Dog traffickers, who collect Thailand's unwanted strays for the Vietnamese meat market, can send about 1,000 dogs across the border in a single night. The profits add up to a multi-million dollar underground industry.
In the Reuters video below, you'll see a transfer truck teeming with dogs crammed into wire cages. While reporting our "Dog Meat Mafia" series in 2009 -- the three installments are Capture, Corruption and Conscience -- we witnessed trucks just like this illegally crossing a river border with impunity.
The recent "raids" might imply that police somehow discovered trafficking hubs and staged an incursion to save the dogs.

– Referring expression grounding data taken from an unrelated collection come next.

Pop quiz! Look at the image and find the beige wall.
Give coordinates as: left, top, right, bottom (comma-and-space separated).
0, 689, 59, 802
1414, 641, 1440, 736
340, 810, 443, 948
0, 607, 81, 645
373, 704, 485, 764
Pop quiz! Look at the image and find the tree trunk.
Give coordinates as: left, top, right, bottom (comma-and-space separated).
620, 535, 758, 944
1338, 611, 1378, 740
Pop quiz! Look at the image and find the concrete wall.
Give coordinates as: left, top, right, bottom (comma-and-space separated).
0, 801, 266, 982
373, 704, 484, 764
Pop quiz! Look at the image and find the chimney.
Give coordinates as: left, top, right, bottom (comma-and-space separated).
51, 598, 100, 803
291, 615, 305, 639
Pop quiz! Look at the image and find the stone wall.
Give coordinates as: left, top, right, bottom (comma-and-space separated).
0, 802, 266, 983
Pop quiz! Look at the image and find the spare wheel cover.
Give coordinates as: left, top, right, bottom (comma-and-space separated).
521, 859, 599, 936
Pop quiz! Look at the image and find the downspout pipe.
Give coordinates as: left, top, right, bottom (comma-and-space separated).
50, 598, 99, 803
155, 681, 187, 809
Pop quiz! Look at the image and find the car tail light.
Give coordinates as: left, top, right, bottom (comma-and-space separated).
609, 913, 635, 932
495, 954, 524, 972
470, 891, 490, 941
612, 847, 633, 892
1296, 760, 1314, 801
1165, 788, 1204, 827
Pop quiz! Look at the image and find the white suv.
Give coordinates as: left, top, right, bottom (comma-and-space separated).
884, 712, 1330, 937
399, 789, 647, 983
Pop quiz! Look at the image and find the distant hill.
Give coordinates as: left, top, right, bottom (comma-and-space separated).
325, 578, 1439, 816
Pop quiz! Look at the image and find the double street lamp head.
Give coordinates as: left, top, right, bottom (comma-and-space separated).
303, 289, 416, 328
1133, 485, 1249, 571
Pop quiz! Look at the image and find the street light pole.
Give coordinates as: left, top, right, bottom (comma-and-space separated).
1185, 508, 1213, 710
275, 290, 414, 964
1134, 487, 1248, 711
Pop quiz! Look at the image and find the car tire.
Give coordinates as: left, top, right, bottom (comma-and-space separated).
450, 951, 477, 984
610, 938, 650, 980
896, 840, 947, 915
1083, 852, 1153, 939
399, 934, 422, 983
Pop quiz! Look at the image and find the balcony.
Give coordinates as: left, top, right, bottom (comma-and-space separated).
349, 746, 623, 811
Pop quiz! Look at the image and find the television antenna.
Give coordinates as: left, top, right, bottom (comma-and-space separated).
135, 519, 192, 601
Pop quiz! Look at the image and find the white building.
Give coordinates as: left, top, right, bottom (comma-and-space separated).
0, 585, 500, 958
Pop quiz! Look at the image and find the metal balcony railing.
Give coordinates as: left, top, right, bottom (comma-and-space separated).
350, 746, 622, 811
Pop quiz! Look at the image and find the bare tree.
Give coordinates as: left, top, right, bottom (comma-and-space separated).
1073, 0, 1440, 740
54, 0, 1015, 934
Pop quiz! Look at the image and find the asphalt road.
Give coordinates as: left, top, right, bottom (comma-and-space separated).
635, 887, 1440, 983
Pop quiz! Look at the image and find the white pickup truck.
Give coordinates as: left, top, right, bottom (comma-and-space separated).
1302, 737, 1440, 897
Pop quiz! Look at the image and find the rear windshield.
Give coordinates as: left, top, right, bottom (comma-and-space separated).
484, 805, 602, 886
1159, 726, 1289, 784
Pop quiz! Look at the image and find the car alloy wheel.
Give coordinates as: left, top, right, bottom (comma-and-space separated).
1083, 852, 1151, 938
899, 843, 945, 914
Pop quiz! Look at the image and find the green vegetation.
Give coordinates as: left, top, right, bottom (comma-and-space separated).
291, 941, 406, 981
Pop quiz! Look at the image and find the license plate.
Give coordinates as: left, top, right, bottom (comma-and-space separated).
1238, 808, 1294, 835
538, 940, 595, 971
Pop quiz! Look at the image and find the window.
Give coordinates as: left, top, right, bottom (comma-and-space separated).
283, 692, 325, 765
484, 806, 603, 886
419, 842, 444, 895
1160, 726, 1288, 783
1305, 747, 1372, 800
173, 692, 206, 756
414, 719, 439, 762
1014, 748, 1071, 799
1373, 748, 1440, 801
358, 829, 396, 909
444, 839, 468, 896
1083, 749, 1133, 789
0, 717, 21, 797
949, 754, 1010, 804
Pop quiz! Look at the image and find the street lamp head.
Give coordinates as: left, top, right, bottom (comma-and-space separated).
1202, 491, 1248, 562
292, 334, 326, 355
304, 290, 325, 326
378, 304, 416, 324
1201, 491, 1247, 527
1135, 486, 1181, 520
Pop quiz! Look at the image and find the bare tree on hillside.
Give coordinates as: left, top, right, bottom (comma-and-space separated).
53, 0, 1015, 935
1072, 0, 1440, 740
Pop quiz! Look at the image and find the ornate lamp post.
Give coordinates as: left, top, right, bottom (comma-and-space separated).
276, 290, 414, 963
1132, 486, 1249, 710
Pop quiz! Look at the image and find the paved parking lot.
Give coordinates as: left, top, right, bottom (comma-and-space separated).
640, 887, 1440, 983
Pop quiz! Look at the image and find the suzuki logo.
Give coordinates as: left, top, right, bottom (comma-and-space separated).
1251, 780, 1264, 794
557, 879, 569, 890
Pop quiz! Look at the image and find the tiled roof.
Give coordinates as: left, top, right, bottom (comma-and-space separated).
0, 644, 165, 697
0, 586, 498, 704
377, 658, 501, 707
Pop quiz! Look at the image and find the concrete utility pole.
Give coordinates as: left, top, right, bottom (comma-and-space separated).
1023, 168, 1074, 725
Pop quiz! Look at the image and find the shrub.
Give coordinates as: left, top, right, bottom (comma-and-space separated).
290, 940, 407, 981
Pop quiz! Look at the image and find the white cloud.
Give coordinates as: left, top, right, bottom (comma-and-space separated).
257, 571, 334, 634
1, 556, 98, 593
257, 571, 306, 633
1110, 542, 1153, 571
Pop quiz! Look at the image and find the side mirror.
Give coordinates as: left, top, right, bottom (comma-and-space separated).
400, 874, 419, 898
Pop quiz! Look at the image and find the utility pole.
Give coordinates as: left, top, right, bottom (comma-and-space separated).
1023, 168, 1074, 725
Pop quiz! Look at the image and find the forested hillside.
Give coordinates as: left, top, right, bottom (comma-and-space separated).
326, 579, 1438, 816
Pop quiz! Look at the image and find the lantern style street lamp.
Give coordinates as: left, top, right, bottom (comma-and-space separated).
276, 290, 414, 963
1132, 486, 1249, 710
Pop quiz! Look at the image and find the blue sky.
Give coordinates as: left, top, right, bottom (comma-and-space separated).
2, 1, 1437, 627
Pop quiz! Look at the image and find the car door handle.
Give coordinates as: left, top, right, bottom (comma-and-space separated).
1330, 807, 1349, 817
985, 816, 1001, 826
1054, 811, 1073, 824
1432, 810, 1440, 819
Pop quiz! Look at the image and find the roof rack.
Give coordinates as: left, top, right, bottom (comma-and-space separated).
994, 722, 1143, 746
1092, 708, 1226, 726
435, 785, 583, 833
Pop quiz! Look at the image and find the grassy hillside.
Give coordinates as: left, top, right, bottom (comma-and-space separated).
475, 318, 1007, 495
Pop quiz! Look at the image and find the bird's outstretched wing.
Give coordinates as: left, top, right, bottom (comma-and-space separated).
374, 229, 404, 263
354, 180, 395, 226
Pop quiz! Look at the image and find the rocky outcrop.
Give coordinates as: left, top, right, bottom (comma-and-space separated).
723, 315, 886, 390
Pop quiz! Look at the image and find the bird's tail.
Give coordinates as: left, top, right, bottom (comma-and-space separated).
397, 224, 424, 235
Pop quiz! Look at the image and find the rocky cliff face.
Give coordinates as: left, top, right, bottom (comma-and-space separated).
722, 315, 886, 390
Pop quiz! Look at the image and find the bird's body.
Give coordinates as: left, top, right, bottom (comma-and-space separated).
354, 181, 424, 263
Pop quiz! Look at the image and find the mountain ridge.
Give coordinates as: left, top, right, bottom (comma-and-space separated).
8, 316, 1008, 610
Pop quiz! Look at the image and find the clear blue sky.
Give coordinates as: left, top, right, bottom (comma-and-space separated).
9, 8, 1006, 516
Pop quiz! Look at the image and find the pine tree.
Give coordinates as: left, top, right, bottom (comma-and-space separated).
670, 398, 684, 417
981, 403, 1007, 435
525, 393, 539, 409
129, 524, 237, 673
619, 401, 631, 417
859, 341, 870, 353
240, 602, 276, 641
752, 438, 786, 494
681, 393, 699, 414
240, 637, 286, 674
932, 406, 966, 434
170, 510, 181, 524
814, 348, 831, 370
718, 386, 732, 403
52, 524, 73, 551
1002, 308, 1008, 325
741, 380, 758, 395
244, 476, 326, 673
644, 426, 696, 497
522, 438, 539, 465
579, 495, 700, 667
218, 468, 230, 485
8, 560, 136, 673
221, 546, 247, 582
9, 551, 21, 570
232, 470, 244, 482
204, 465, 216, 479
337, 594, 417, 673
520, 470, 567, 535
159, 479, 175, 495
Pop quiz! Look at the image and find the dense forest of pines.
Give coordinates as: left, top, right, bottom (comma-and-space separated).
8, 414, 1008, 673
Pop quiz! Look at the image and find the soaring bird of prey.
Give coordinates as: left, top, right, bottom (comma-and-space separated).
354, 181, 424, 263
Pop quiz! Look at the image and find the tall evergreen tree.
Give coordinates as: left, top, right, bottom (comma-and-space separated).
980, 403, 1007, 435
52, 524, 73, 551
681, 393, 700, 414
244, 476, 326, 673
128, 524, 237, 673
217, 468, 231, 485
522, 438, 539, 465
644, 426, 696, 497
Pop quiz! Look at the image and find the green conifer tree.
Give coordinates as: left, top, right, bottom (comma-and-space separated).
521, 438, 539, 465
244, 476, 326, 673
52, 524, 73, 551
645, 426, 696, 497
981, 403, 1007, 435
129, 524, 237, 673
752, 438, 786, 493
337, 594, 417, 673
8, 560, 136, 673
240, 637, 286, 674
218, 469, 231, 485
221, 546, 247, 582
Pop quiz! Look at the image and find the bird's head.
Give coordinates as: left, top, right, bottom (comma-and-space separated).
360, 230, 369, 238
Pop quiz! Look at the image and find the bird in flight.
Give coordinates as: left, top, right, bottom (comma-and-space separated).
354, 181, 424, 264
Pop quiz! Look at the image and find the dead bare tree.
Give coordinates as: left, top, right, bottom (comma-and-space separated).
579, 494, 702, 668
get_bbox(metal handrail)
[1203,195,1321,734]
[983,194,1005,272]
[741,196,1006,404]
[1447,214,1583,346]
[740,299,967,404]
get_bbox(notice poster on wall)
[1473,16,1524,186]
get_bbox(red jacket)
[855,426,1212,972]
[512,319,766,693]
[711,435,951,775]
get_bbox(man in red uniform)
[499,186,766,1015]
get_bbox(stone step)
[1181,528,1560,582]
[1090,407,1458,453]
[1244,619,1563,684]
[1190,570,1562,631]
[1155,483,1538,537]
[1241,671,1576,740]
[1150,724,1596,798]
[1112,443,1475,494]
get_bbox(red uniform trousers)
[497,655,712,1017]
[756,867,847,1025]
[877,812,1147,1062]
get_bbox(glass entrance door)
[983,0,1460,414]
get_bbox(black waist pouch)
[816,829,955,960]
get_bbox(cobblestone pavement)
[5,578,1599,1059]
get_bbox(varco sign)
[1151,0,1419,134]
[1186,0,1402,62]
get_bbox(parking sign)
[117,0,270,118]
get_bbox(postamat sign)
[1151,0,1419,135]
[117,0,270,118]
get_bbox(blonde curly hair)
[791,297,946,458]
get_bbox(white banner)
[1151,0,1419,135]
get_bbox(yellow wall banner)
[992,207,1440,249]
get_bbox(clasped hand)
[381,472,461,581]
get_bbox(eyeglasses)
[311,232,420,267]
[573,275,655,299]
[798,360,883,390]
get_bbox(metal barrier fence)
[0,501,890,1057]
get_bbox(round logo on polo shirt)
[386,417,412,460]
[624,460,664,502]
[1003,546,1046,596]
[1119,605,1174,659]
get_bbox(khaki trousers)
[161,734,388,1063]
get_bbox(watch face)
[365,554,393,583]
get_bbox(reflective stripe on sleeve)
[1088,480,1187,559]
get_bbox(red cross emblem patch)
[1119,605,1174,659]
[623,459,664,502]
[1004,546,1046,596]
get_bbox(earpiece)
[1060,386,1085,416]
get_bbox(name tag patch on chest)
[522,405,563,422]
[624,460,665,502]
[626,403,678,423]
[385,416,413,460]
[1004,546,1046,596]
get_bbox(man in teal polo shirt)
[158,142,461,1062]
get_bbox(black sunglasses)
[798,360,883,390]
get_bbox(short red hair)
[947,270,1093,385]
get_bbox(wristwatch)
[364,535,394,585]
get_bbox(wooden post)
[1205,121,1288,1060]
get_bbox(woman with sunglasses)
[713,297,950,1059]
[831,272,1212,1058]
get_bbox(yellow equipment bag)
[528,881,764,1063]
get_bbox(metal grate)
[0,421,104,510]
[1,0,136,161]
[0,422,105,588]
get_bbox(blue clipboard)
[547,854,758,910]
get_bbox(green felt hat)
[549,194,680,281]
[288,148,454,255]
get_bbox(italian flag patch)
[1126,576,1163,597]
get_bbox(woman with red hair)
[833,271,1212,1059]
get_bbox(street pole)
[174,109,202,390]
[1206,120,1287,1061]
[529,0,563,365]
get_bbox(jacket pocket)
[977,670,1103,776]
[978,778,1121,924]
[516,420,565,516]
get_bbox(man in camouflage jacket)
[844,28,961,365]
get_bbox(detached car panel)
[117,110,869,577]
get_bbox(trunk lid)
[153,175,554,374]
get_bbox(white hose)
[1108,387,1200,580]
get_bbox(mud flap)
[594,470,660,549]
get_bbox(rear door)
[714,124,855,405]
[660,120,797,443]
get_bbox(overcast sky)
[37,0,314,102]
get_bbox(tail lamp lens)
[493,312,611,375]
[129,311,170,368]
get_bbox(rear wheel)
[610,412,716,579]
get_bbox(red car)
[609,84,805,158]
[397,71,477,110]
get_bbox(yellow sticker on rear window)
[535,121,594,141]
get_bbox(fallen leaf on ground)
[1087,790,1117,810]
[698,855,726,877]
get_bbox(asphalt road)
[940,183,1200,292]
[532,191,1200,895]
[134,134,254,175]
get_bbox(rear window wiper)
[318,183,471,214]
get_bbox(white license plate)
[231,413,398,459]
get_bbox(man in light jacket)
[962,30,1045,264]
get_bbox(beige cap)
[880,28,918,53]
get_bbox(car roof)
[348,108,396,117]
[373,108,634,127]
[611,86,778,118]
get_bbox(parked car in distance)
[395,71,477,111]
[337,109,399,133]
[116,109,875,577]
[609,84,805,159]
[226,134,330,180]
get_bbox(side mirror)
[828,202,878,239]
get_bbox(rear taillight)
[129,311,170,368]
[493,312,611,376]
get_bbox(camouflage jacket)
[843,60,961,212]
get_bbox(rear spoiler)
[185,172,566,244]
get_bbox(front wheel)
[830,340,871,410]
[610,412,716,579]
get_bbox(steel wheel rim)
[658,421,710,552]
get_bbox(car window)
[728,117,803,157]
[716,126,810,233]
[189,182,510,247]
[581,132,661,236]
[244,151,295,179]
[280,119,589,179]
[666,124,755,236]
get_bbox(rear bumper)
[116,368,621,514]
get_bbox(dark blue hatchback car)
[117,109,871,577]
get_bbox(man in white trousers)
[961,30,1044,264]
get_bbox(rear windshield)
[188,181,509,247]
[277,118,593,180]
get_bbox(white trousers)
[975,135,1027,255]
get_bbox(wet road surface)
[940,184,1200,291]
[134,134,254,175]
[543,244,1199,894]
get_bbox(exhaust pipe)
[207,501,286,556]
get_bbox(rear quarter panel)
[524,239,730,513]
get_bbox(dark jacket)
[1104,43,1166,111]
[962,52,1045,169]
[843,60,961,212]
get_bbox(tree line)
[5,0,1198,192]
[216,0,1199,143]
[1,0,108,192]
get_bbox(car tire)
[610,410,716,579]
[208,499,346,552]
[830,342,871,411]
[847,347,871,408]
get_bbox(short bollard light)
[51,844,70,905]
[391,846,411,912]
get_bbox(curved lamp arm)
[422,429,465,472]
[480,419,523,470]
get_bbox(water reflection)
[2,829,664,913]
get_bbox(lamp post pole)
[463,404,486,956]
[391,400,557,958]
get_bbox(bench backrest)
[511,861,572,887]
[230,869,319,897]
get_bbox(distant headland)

But police in these far-flung provinces typically know exactly where, how and when the traffickers operate.
Authorities intimated to us in 2009 that the dog trade is actually good for the region, as pay offs from traffickers satisfy authorities who might otherwise look for pay offs from more insidious local trades, such as trafficking immigrants or meth.
"The more they collect, the better," the province's police chief told us. He and many others likened the dog trade to taking out society's trash. The poor provinces barely have facilities to shelter a few hundred dogs, let alone thousands.
So why did cops stage this extremely rare crackdown against the so-called dog meat mafia? Perhaps there was a falling out between authorities and traffickers. Who knows? But a few raids and the rescuing of 1,000 dogs will barely dent this huge and highly lucrative business.